After Zheng Chenggong died in 1662, a power struggle broke out between his eldest son Zheng Jing and fifth son Zheng Xi (鄭襲). A group of officials headed by Huang Zhao (黃昭) and Xiao Gongchen (蕭拱宸) opposed Zheng Jing's claim to the throne of Tungning, so they supported Zheng Xi and proclaimed him "Regent of Yanping".

At the time, Zheng Jing was in Xiamen and his legitimacy was recognised by Zheng Chenggong's former followers based in the coastal regions of Fujian Province, so he gathered them and led them to attack Zheng Xi in Taiwan. Zheng Jing regarded Feng Xifan highly and appointed him as a personal bodyguard. The forces of Zheng Jing and Zheng Xi clashed off the coast of Chikan (present-day Tainan), where Huang Zhao was killed during the battle. After the battle, those who initially supported Zheng Xi surrendered to Zheng Jing, who became the new ruler of Tungning. With support from officials such as Chen Yonghua, Zheng Jing implemented policies to pacify the people of Taiwan and, as a gesture of kindness, spared Zheng Xi's life but had his brother placed under house arrest in Xiamen.

In 1679, Zheng Jing appointed his eldest son Zheng Kezang as regent and delegated some state affairs to him.

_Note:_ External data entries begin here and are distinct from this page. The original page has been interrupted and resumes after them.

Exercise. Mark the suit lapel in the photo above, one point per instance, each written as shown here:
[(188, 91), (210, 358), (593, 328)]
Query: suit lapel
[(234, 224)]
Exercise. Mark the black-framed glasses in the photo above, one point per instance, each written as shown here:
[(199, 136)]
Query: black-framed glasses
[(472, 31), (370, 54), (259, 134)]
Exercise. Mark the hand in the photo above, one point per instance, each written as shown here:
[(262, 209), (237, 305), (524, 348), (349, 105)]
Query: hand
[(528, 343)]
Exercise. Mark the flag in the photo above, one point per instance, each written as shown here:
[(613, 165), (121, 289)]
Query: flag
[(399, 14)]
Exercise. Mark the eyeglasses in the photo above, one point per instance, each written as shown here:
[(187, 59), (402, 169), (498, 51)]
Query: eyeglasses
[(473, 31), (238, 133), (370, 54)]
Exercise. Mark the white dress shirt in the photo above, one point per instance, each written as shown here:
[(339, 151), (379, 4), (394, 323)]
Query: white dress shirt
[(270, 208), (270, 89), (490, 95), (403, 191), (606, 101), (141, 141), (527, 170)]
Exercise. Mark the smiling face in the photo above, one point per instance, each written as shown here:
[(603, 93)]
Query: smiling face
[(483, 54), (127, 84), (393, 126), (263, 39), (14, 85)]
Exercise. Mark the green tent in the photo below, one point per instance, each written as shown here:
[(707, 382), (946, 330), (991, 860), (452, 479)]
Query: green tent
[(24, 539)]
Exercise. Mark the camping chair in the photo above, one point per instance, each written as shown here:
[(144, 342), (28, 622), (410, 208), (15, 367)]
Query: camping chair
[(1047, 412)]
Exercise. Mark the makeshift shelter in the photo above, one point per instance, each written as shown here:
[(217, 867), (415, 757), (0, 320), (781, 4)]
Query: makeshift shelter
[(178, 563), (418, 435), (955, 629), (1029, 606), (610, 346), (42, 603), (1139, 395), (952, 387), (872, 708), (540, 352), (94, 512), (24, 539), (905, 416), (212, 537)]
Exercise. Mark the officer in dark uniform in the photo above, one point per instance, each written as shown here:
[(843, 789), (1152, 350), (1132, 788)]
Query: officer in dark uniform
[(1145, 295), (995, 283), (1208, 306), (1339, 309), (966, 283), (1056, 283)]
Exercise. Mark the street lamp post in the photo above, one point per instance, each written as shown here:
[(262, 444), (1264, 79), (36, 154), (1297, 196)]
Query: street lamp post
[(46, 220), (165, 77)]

Besides, Zheng Kezang had married the daughter of Chen Yonghua, who also served as his tutor. Known for being decisive and strong-willed, Zheng Kezang enforced the law strictly and did not hesitate to punish members of the Zheng family when they broke the law. As a result, he incurred resentment from the nobles and aristocrats, including Feng Xifan.

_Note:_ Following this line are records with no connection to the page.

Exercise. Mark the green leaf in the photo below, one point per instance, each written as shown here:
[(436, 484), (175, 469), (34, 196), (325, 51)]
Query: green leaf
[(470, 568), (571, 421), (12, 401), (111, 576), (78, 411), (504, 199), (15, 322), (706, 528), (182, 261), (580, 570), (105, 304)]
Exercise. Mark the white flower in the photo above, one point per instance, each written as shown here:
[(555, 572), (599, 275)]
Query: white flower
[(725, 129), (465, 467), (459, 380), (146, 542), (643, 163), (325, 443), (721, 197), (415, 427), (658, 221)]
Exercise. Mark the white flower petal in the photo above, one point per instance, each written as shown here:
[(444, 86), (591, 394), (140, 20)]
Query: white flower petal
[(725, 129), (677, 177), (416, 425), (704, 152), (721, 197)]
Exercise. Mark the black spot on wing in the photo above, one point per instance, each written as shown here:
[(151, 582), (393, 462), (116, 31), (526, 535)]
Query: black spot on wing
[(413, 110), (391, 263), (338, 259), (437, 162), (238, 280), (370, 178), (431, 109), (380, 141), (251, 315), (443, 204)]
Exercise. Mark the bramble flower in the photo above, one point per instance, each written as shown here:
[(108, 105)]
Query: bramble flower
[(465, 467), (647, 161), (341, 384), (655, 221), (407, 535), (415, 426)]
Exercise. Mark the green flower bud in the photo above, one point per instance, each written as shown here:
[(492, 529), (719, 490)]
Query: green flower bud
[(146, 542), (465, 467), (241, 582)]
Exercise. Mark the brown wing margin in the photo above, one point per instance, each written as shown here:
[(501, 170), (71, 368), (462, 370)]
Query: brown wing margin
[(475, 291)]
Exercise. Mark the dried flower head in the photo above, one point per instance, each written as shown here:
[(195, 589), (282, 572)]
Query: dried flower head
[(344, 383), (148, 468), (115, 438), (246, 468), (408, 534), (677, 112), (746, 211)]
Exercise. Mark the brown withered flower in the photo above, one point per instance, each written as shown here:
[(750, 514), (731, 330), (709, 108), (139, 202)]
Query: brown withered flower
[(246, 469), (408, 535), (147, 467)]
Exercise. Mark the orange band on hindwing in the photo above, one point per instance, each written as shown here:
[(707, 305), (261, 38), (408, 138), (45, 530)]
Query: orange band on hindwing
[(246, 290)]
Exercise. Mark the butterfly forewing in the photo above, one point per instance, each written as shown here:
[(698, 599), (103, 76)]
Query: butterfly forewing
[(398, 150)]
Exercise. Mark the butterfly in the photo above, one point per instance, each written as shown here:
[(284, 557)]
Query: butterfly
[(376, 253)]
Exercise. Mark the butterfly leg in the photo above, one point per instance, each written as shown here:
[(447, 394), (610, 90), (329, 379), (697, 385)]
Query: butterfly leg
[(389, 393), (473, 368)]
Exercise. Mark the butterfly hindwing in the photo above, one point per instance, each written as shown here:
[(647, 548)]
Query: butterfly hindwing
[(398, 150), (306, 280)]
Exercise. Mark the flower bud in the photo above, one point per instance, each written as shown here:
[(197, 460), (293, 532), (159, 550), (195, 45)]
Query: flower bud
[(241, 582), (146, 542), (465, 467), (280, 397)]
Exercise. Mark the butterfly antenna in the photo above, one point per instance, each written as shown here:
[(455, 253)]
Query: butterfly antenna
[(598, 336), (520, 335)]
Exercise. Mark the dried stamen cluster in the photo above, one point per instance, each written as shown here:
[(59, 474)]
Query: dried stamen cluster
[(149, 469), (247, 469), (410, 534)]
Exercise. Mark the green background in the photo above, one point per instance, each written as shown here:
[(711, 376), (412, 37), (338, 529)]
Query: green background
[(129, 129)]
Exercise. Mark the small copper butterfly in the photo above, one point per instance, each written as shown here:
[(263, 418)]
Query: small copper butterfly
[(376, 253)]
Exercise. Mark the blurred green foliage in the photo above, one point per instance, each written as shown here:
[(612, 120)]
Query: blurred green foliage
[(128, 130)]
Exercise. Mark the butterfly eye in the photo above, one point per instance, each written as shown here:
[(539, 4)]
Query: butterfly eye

After Zheng Jing died in 1680, Feng Xifan, Liu Guoxuan and others launched a coup against Zheng Kezang and killed him. With approval from Queen Dowager Dong, they installed Zheng Jing's second son Zheng Keshuang on the throne.

In 1683, after Tungning forces were defeated by Qing forces at the Battle of Penghu, Feng Xifan and others convinced Zheng Keshuang to surrender to the Qing dynasty. Following the surrender, the Qing government awarded Feng Xifan the nobility title "Count Zhongcheng" (忠誠伯).

== In fiction ==
Feng Xifan appears as a minor antagonist in the wuxia novel The Deer and the Cauldron by Jin Yong. In the novel, he is a formidable swordsman from the Kunlun Sect serving as Zheng Keshuang's martial arts master.